DSD, DWCPD and UNICEF. (2012). Violence Against Children in South Africa. Pretoria: Department of Social Development/Department of Women, Children and People with Disabilities/UNICEF.

Prato N, Morris L, Mazive E, Vahidnia F, Stehr M. (2006). Relationship between HIV risk perception and condom use: Evidence from a population based survey in Mozambique. International family planning perspectives, 32 (4): 192-200.

StatsSA. (2014). Work & Labour force. Retrieved at 10:00 on August 17, 2014 from http://beta2.statssa.gov.za/?page_id=737&id=1

What is religious freedom anyway?

I was struggling to get inspiration for a post then I remembered how I enjoy talking about religion and maybe I could think of something relating to that. I love watching Grey’s Anatomy and I remembered watching an episode about an ethical dilemma (of which there is no shortage of in the programme) which involved a strong religious view. I found it, and re-watched it, now finally I have my inspiration for this post 🙂 

The dilemma

In episode 13 of season 9, a teenage boy is rushed into the ER after sustaining serious injuries after getting hit by a car while skateboarding. The boy has some serious heart problems and is losing a lot of blood, he desperately needs a blood transfusion. The doctor orders a few units of blood and at that moment a tag falls out from the boy’s pocket, which says that he is a Johovah’s Witness, which changes everything. Johovah’s Witnesses cannot accept any form of blood transfusion, even in life-or-death situations. 

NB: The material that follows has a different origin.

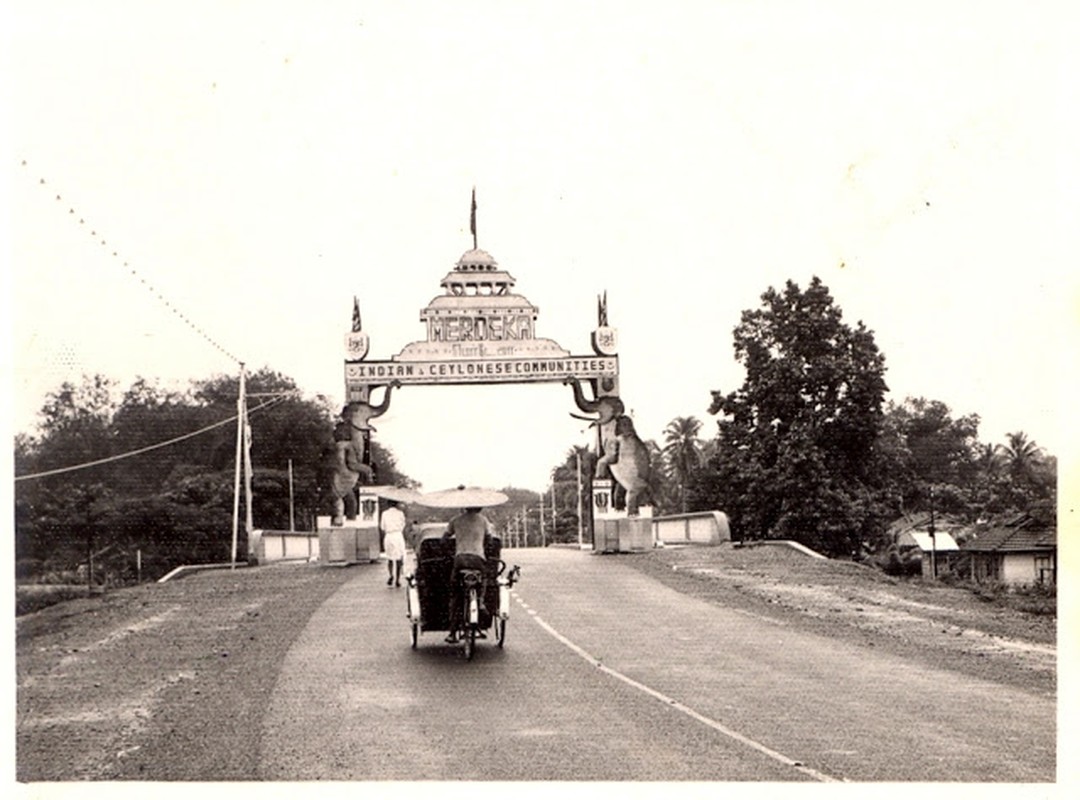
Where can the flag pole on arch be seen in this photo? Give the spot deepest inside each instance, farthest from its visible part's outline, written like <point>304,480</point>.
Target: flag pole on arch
<point>472,218</point>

The doctor is forced to stop the blood from being administered, perform heart surgery without any extra blood and watch as she does everything she possibly can to save her patient before he passes away. An intern doctor felt horrified at this situation and tried acting against her orders by giving him blood, she was caught out just before it was connected to him. She could not understand how you could abide by a religious rule that she thought was not at the best interest of the patient. 

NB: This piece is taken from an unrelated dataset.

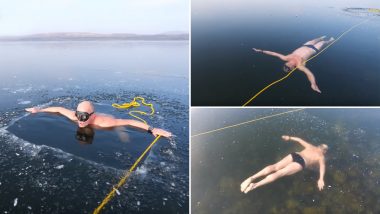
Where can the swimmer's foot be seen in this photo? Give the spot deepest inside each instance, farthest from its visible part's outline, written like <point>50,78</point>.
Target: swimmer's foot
<point>245,184</point>
<point>251,187</point>
<point>315,88</point>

The patient soon passed away.

The problem was that the patient was a minor and his parents had to make the decision to not give him blood. The child could of had a different religious belief and if able to might of made a different decision. But the doctors had to trust that the parents included this into their decision-making process.  

Is religion really that important? 

We as medical professionals need to respect each and every view of our patient, including their religious beliefs, because that is what’s important to the patient. Even if it differs from our own beliefs. Religion is often a huge part of a patient’s identity and it is just as important as every other aspect of the patient’s life. It would be wrong not to respect it.

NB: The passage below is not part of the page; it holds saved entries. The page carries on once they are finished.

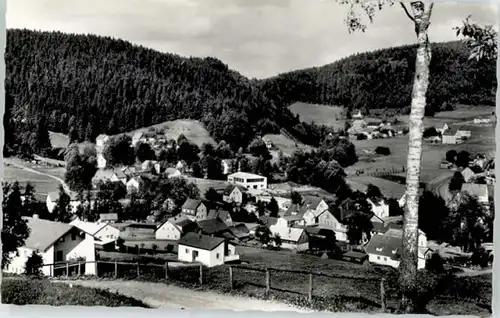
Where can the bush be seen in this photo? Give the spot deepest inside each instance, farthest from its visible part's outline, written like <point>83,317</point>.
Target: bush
<point>385,151</point>
<point>43,292</point>
<point>34,265</point>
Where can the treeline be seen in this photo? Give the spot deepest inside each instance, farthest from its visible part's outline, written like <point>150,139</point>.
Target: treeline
<point>85,85</point>
<point>384,79</point>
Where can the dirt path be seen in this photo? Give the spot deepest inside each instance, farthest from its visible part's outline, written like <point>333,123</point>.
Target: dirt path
<point>20,166</point>
<point>167,296</point>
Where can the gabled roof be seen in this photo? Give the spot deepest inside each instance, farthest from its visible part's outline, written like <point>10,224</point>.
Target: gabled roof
<point>89,227</point>
<point>44,233</point>
<point>384,245</point>
<point>191,204</point>
<point>287,233</point>
<point>475,189</point>
<point>212,226</point>
<point>201,241</point>
<point>108,217</point>
<point>221,214</point>
<point>268,221</point>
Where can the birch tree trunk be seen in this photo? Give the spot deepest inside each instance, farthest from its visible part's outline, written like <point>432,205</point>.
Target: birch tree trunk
<point>409,261</point>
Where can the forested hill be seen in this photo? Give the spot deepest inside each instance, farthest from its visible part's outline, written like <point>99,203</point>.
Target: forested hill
<point>384,79</point>
<point>102,85</point>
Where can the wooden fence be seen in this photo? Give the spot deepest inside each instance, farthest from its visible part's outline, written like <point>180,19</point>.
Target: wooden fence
<point>196,273</point>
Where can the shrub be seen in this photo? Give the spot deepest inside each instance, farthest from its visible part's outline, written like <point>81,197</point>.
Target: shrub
<point>43,292</point>
<point>34,265</point>
<point>385,151</point>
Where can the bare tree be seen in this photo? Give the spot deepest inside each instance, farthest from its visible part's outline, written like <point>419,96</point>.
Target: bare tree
<point>419,12</point>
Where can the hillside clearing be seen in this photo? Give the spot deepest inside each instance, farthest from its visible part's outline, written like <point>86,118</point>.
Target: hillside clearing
<point>327,115</point>
<point>192,129</point>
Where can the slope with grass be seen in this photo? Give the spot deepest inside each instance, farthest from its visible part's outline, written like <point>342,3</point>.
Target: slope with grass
<point>24,291</point>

But should a religious rule control medical decisions, especially ones that are in conflict with ‘the best medical treatment for the patient’? Who even determines that? 

On the other hand

Being a doctor and having to make that decision must be so hard. It is (for some) going against your own morals, going against your innate tendency to do good for your patient. On the one hand you would be going against the patient’s right to the best medical treatment, but giving the patient treatment that is contrary to the their belief would not be giving the patient their right to autonomy. To go against something you believe in for the sake of remaining ethically correct is hard. Incredibly hard, impossible for some.

What is the solution?

There is no easy answer. In the end, you cannot break ethical code just to satisfy your own needs. Finding a solution should be personalised because we are all have different beliefs. Somewhere in the process we need to change our mindset that spirituality is important and needs to be taken into account. And sometimes we need to accept that we may not always know what is ‘best’ for our patients. 

I personally would find this really hard if I were in that ‘Grey’s’ situation, I would feel very conflicted. But it doesn’t come down to what I feel, it comes down to what is right for the patient and I must learn to accept that.